Unlike Eli, our comment was so devastating that the original authors were unable to come up with a coherent reply. Oh, ok, that's not so different from Eli's case then!

9 comments:

EliRabett said...

Yeah, but you guys are pros, us bunnies are meerly auditors

Marco said...

And McLean et al was actually published in something that could be considered a reasonable journal.

McLean's reply was actually more coherent than that of Gerlich & Tscheuschner. The latter's response is a disgrace to any scientist. In my not so humble opinion, that is.

Martin Vermeer said...

I may be missing something, but isn't Grant F as much an amateur in climatology as is the bunny, and the bunny has a framed diploma on his wall saying physicist? What G&T pretended to be doing was physics.

James Annan said...

Marco,

Yes, I agree that McLean - both original and reply - was a cut above G&T's stuff which is just crazy nonsense. In both cases, the comments are excellent, of course :-)

Marco said...

Don't tell the rabett, but yours is more coherent. Then again, you had an easier target. How do you react to utter lunacy?

And the reply is even worse than the original ("oooh, you have some tiny irrelevant chemists as co-authors; WE are theoretical physicists! HAIL US!").

Anonymous said...

That leaves just Klotzbach et al still standing in the collection of worst papers of 2009.

Is there a comment in the works for that one? If there is, I hope it also addresses the corrigendum, which is based on ocean and land tropospheric amplification factors that are physically incompatible with the original global factor used.

James Annan said...

TBH I would expect there are plenty of other papers just as wrong, but they don't get the fanfares :-)

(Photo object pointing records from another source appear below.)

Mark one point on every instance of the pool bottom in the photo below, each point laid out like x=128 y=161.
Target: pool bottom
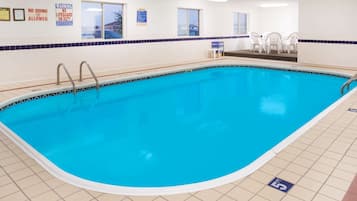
x=50 y=167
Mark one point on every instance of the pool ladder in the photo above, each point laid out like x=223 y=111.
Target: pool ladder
x=348 y=84
x=80 y=75
x=91 y=72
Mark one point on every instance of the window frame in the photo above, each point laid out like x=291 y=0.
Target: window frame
x=188 y=19
x=102 y=20
x=236 y=19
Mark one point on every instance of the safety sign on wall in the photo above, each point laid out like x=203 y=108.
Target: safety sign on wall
x=64 y=14
x=37 y=14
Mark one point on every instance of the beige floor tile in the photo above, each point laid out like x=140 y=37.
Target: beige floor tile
x=333 y=155
x=45 y=175
x=9 y=161
x=14 y=167
x=224 y=188
x=332 y=192
x=309 y=155
x=8 y=189
x=94 y=193
x=349 y=160
x=28 y=181
x=286 y=156
x=271 y=194
x=269 y=169
x=289 y=176
x=340 y=148
x=18 y=196
x=225 y=198
x=317 y=176
x=251 y=185
x=315 y=150
x=160 y=199
x=351 y=153
x=261 y=177
x=290 y=198
x=66 y=190
x=310 y=184
x=293 y=150
x=36 y=190
x=302 y=193
x=209 y=195
x=277 y=162
x=338 y=183
x=48 y=196
x=54 y=183
x=347 y=167
x=304 y=162
x=192 y=198
x=348 y=176
x=240 y=194
x=326 y=169
x=80 y=195
x=110 y=197
x=143 y=198
x=37 y=168
x=298 y=169
x=21 y=174
x=320 y=197
x=258 y=198
x=177 y=197
x=4 y=180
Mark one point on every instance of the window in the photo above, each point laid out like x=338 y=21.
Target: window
x=102 y=20
x=188 y=22
x=240 y=22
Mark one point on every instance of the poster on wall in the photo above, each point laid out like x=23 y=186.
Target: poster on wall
x=4 y=14
x=141 y=16
x=64 y=14
x=37 y=14
x=19 y=14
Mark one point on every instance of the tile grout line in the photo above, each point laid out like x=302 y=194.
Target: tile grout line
x=334 y=168
x=305 y=149
x=35 y=173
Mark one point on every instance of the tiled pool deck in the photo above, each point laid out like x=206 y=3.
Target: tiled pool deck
x=322 y=163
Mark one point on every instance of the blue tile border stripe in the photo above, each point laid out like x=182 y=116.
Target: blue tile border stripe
x=111 y=42
x=346 y=42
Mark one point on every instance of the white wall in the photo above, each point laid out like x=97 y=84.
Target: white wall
x=38 y=64
x=284 y=20
x=328 y=20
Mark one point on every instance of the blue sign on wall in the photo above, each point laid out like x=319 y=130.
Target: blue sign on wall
x=281 y=184
x=141 y=16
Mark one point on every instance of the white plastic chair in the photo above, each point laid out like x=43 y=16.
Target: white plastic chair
x=256 y=42
x=273 y=41
x=291 y=43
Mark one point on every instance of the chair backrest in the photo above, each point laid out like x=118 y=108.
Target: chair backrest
x=293 y=38
x=273 y=38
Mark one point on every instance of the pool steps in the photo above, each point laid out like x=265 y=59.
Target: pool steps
x=348 y=83
x=80 y=75
x=68 y=75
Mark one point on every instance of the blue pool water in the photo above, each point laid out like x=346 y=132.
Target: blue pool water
x=172 y=130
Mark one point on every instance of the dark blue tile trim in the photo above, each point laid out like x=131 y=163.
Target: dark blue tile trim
x=112 y=42
x=329 y=41
x=160 y=75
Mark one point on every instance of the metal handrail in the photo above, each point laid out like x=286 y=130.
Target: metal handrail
x=69 y=76
x=90 y=70
x=348 y=84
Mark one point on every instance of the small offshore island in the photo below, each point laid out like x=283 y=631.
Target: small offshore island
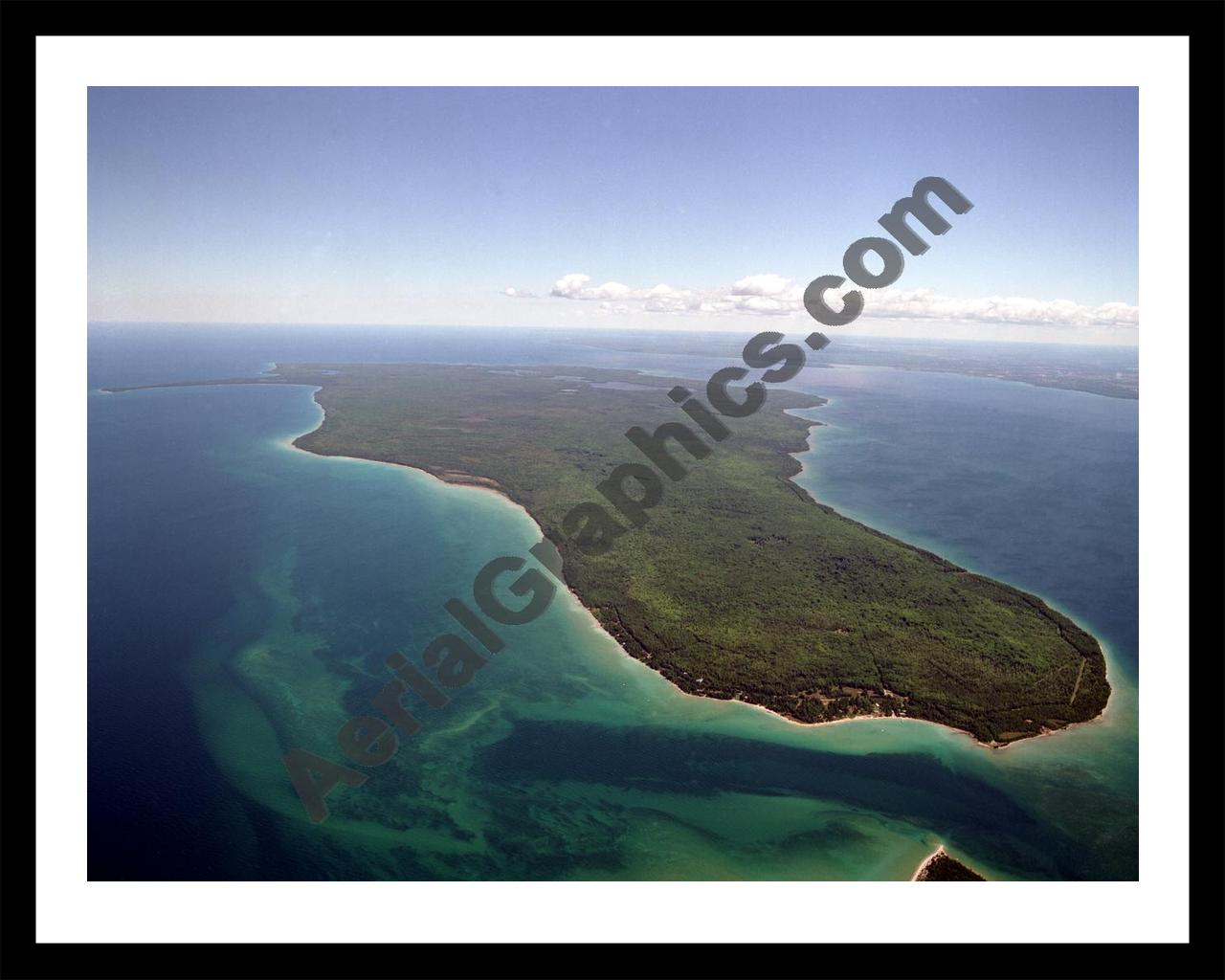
x=942 y=866
x=740 y=586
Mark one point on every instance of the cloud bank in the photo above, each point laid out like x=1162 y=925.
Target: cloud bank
x=768 y=294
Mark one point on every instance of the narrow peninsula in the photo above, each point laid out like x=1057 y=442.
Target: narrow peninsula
x=740 y=586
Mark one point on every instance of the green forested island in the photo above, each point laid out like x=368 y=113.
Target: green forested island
x=740 y=585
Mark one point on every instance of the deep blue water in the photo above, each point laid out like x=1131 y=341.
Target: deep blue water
x=191 y=501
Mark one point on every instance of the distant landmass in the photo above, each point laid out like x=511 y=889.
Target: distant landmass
x=1111 y=371
x=740 y=585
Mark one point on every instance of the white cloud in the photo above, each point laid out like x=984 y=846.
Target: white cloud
x=765 y=284
x=769 y=294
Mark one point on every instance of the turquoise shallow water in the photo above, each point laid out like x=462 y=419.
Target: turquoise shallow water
x=243 y=595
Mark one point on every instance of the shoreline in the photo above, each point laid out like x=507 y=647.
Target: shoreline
x=490 y=486
x=927 y=860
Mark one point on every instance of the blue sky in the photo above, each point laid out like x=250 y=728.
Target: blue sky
x=427 y=205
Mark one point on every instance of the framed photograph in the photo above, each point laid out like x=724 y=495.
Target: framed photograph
x=519 y=484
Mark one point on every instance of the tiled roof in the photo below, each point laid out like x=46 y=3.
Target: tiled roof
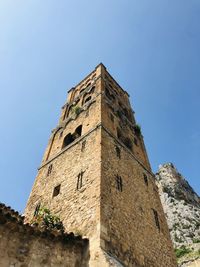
x=10 y=217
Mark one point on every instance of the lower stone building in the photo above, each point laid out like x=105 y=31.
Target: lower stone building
x=23 y=245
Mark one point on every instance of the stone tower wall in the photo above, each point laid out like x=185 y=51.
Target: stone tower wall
x=120 y=222
x=128 y=227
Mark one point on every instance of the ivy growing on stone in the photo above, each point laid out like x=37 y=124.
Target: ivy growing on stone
x=44 y=218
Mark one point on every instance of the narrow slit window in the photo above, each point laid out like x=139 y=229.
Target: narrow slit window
x=145 y=179
x=135 y=141
x=118 y=152
x=119 y=184
x=79 y=180
x=87 y=99
x=49 y=169
x=37 y=208
x=56 y=190
x=111 y=117
x=83 y=145
x=156 y=218
x=61 y=134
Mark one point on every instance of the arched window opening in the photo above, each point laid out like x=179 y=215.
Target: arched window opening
x=68 y=140
x=78 y=131
x=87 y=99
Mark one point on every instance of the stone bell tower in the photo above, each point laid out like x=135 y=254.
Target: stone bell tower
x=95 y=175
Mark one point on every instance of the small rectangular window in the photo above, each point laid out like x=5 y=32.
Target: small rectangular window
x=118 y=152
x=111 y=117
x=79 y=180
x=145 y=179
x=83 y=145
x=135 y=141
x=156 y=218
x=37 y=208
x=61 y=134
x=56 y=190
x=49 y=169
x=119 y=184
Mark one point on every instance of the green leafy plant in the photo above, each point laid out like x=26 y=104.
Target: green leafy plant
x=137 y=129
x=44 y=218
x=76 y=110
x=196 y=240
x=180 y=252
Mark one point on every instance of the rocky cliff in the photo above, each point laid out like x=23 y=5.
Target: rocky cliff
x=182 y=208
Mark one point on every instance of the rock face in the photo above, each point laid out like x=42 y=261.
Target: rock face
x=182 y=208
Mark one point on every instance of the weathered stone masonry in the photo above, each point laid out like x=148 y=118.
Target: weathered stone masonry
x=95 y=174
x=22 y=245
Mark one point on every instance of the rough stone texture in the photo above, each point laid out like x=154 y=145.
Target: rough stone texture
x=182 y=208
x=25 y=246
x=121 y=226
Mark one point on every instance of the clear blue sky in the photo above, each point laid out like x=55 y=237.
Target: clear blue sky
x=152 y=48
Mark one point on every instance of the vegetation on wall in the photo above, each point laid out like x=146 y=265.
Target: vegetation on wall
x=76 y=110
x=137 y=129
x=44 y=218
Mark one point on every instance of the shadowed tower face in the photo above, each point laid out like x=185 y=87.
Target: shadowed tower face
x=95 y=175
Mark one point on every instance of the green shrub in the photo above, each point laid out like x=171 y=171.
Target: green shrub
x=180 y=252
x=196 y=240
x=137 y=129
x=43 y=217
x=76 y=110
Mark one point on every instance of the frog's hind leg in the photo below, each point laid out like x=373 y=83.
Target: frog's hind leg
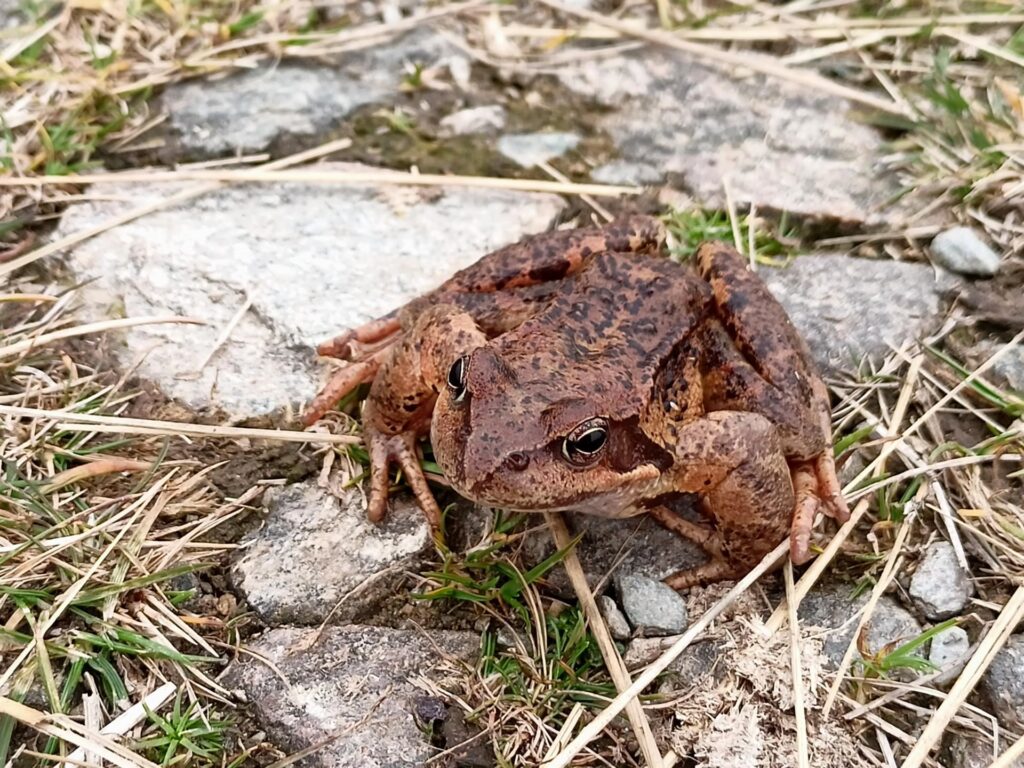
x=762 y=355
x=716 y=569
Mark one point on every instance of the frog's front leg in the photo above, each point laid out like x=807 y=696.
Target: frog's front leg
x=397 y=410
x=735 y=461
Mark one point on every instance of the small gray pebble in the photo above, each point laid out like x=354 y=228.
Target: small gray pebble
x=652 y=607
x=961 y=250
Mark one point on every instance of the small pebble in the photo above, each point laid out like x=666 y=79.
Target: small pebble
x=529 y=148
x=1003 y=683
x=948 y=646
x=961 y=250
x=652 y=607
x=617 y=625
x=940 y=587
x=475 y=120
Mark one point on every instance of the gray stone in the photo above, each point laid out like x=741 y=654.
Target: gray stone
x=625 y=172
x=779 y=145
x=312 y=260
x=348 y=691
x=832 y=607
x=636 y=545
x=849 y=308
x=962 y=251
x=617 y=625
x=317 y=556
x=652 y=607
x=249 y=112
x=1011 y=368
x=948 y=647
x=966 y=752
x=475 y=120
x=940 y=587
x=529 y=148
x=1003 y=683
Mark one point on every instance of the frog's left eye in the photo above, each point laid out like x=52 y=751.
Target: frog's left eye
x=457 y=379
x=586 y=440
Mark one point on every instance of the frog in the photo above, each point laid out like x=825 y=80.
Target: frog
x=583 y=370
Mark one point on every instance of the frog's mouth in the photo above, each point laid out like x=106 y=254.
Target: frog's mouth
x=600 y=493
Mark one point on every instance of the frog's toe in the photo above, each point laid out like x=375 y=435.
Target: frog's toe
x=400 y=449
x=829 y=492
x=805 y=487
x=341 y=383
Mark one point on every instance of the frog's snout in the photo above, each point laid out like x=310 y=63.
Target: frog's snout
x=517 y=461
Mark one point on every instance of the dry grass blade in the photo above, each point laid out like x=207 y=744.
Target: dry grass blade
x=128 y=719
x=820 y=564
x=612 y=660
x=64 y=728
x=803 y=749
x=888 y=573
x=593 y=728
x=122 y=425
x=88 y=329
x=320 y=176
x=754 y=64
x=998 y=633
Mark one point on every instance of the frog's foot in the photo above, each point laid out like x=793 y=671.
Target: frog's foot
x=832 y=495
x=816 y=487
x=716 y=569
x=401 y=449
x=369 y=333
x=341 y=383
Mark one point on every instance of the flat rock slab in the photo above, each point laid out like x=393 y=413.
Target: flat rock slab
x=311 y=260
x=849 y=308
x=832 y=606
x=318 y=557
x=351 y=687
x=261 y=109
x=779 y=145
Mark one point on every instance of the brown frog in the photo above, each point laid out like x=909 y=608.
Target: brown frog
x=583 y=371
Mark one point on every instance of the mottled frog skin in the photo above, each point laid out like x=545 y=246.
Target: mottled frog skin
x=584 y=371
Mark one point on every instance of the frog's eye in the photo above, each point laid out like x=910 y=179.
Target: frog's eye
x=584 y=442
x=457 y=379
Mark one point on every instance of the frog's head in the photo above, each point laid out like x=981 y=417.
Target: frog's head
x=518 y=432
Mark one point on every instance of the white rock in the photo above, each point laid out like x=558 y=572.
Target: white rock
x=940 y=587
x=961 y=250
x=475 y=120
x=307 y=685
x=249 y=111
x=529 y=148
x=313 y=550
x=311 y=259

I don't know of any comment in the works, but that doesn't mean there isn't one. However the corrigendum has taken some of the sting out of the most direct criticisms. Also, the real howler at the bottom of the pile is Pielke and Matsui 2005 which is out of time for comments. Of course by far the most common treatment of such bad papers is just to ignore them...which is exactly what has happened with PM05, outside the sceptic community.

Anonymous said...

Could you verify for a layman - I was under the impression that ENSO correlates fairly well to interannual global temps (not to long-term climate change). Does your paper challenge the short-term correspondence, too?

Barry.

James Annan said...

No, our comment doesn't challenge the short-term relationship (with a several month lag), in fact we mention that it has been known about for a long time.